The Anne Arundel County Council, after months of debate and delays, approved the zoning Dec. 21.
But the clock is ticking. Slots opponents have little more than a month to collect at least half of the signatures. Annicelli says that if they can meet that goal by Feb. 5, they get another 30 days in which to reach 19,000.
There's another horse in this race.
Assisting the anti-slots residents is the Maryland Jockey Club, which operates Laurel Park racetrack in Anne Arundel County.
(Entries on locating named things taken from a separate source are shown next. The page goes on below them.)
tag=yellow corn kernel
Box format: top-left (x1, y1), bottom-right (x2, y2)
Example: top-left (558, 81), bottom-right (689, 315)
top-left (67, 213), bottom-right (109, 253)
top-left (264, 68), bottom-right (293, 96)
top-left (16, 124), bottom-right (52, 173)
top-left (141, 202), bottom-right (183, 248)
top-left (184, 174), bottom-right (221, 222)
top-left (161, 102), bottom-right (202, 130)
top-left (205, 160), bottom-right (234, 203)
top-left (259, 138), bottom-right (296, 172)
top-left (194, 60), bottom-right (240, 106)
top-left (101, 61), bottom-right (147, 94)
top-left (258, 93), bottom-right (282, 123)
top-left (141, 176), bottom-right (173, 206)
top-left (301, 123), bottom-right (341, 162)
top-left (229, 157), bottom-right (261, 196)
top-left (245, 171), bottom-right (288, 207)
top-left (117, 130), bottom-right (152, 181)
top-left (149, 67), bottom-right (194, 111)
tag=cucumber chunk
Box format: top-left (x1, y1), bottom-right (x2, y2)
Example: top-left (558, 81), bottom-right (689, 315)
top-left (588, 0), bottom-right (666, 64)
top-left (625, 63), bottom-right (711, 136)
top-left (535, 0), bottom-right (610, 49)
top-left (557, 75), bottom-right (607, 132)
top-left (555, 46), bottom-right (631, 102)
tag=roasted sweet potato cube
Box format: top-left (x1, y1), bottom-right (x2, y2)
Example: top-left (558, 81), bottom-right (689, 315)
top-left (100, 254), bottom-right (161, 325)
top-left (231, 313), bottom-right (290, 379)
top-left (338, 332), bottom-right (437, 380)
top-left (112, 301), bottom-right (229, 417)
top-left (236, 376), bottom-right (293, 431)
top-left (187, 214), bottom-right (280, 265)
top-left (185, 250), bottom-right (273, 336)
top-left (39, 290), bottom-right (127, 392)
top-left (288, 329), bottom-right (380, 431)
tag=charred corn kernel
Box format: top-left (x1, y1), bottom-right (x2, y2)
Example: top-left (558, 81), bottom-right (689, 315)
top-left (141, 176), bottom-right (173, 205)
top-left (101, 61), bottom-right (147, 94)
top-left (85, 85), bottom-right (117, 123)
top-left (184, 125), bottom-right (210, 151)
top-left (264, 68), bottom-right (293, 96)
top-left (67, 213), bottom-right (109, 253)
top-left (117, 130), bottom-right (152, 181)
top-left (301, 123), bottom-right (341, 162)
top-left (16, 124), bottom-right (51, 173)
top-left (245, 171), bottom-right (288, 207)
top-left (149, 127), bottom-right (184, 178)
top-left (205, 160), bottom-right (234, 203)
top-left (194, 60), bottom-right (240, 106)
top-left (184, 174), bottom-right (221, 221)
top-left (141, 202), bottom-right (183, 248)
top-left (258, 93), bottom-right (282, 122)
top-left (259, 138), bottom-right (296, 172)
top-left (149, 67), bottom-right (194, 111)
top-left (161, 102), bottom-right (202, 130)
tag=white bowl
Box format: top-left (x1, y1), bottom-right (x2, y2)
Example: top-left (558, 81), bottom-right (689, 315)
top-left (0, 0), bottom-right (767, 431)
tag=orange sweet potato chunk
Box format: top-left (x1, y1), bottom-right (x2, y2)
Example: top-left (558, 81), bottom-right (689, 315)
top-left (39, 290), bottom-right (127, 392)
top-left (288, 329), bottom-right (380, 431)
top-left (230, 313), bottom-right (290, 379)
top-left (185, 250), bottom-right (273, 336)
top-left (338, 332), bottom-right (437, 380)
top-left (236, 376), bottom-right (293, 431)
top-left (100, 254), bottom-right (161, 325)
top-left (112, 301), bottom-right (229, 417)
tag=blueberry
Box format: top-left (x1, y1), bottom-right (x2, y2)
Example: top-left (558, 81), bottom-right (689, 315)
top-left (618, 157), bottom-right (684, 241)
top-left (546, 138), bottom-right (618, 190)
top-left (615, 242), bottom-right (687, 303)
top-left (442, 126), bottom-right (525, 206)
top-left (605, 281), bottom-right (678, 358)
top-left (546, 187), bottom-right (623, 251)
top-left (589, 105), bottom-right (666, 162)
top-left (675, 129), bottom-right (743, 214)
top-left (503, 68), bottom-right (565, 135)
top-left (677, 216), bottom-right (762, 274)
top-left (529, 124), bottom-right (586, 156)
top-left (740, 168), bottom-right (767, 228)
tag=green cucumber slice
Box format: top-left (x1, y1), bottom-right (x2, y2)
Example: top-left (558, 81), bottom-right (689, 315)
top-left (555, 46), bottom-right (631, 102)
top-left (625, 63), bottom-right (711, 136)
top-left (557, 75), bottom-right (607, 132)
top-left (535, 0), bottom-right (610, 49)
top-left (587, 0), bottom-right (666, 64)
Magna, the track's owner, unsuccessfully bid for the county's sole slots facility license but was rejected because it didn't pay the required state fees. (The Canadian company is bankrupt and is auctioning Laurel Park and Pimlico racetrack later this week.) Magna has also filed a protest of the state's decision to reject its bid.
Horse racing officials have warned putting a casino at the mall would spell financial ruin for the racetrack, which they say needs slot machines to stay viable.
Annicelli says the residents are mobilized near the mall and the Jockey Club could assist with signatures of southern Anne Arundel residents who are involved in the horse racing industry.
He says the opponents should have a feel for how they're doing late next week and will likely hold signature-gathering events in addition to going door-to-door.
Meanwhile, developer David Cordish, whose Baltimore-based company plans to erect a 4,750-machine slots facility on a parking lot near the food court at Arundel Mills Mall, has already gotten to work. He says he does not anticipate the anti-slots group will succeed in its signature drive and has made initial filings for building permits. The emporium is to be called Maryland Live!, and Cordish says he thinks it could open by late 2011.